Expressway Rear-End Conflict Pattern Classification and Modeling

Abstract

The study of expressway rear-end conflicts is of great significance to analyze driving behaviors and improve traffic safety. However, research on the classification and modeling of conflict patterns is still lacking. This study aimed to explore conflict patterns and their relationship with influencing factors. The conflict data used in this study was extracted from a trajectory data set that collected 3 h of data during a morning peak hour on an expressway in Shanghai, China. An improved k-means algorithm, which can automatically obtain the optimal number of clusters, was used to classify the conflict events into six conflict patterns. The conflict patterns were interpreted from five aspects: risk level, speed of risk-changing, risk-avoidance response, risk-avoidance attitude, and risk-avoidance action.

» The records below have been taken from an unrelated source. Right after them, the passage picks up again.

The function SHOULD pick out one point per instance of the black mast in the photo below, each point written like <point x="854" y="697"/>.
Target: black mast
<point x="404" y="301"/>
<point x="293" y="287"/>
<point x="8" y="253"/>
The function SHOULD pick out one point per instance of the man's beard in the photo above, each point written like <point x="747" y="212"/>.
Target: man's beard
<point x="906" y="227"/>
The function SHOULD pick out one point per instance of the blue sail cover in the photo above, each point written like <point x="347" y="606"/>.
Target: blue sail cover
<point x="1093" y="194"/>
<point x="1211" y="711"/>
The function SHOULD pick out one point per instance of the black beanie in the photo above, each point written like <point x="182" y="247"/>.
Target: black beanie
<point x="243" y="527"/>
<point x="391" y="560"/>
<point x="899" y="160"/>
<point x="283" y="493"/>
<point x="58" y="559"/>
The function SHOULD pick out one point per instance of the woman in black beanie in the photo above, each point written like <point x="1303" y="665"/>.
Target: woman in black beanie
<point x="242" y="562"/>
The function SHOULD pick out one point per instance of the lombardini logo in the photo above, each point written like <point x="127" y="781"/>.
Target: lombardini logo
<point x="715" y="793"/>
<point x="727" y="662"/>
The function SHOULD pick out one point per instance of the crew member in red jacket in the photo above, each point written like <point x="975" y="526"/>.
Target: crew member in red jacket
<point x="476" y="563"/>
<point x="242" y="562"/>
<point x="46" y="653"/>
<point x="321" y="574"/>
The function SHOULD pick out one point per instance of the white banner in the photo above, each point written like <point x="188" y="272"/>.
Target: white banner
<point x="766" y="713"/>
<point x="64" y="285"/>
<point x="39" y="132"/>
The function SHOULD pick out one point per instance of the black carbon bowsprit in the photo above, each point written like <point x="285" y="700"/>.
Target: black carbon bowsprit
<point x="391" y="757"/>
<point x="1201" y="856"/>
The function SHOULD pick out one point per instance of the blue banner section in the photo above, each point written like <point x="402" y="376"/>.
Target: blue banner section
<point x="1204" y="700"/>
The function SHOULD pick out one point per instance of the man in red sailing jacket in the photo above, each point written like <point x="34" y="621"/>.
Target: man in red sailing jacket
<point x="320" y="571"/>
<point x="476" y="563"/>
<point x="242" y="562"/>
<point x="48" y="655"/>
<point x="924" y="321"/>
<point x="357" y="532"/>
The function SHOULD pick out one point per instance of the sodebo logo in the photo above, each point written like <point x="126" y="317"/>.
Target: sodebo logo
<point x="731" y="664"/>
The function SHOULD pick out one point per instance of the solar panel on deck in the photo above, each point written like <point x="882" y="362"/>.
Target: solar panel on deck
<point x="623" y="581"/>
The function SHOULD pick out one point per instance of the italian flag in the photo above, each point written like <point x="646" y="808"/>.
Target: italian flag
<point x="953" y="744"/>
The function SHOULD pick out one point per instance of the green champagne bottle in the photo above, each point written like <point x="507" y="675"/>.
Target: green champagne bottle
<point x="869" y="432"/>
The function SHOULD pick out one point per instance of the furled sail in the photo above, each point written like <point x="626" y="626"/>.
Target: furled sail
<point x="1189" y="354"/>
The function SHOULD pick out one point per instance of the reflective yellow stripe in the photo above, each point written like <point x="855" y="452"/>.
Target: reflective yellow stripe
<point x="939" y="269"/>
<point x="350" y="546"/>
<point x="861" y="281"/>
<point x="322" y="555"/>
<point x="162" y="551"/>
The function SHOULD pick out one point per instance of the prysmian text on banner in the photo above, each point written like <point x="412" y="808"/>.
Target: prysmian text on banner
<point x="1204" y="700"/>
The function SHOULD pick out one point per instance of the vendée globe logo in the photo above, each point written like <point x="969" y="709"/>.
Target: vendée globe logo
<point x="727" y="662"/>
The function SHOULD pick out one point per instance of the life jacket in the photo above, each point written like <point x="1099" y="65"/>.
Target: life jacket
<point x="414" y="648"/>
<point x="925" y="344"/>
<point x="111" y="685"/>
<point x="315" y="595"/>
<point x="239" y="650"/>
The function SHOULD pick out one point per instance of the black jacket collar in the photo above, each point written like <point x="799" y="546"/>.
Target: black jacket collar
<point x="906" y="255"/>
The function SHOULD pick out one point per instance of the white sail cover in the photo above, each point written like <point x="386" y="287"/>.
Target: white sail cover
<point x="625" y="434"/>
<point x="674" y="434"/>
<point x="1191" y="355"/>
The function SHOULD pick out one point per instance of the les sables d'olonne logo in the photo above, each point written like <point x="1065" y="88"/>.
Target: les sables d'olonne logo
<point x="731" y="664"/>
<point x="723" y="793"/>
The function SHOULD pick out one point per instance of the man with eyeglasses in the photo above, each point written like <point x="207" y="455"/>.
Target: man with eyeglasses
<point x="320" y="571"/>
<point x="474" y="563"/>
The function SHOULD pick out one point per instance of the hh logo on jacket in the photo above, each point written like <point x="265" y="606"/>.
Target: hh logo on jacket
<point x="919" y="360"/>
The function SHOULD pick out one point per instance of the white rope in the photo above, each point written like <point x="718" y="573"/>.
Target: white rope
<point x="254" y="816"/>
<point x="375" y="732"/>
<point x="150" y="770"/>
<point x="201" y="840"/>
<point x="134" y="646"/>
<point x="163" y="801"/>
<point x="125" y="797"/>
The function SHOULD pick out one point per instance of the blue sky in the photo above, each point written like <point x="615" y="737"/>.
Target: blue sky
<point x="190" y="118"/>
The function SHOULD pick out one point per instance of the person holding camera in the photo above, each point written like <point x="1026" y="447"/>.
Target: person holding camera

Furthermore, a multivariate Poisson-lognormal (MVPLN) model considering spatial–temporal correlation was applied. The relationship between the independent variables and the number of each conflict pattern within the spatial–temporal unit was obtained. The root mean square error of the MVPLN model was 0.81. Compared with univariate Poisson model, univariate negative binomial model, and univariate Poisson-lognormal model, the MVPLN model improved by 73.8%, 81.3%, and 29.6% in accuracy respectively. The results of this study can classify expressway rear-end conflict patterns and obtain the number of each conflict pattern within spatial–temporal units using available traffic data.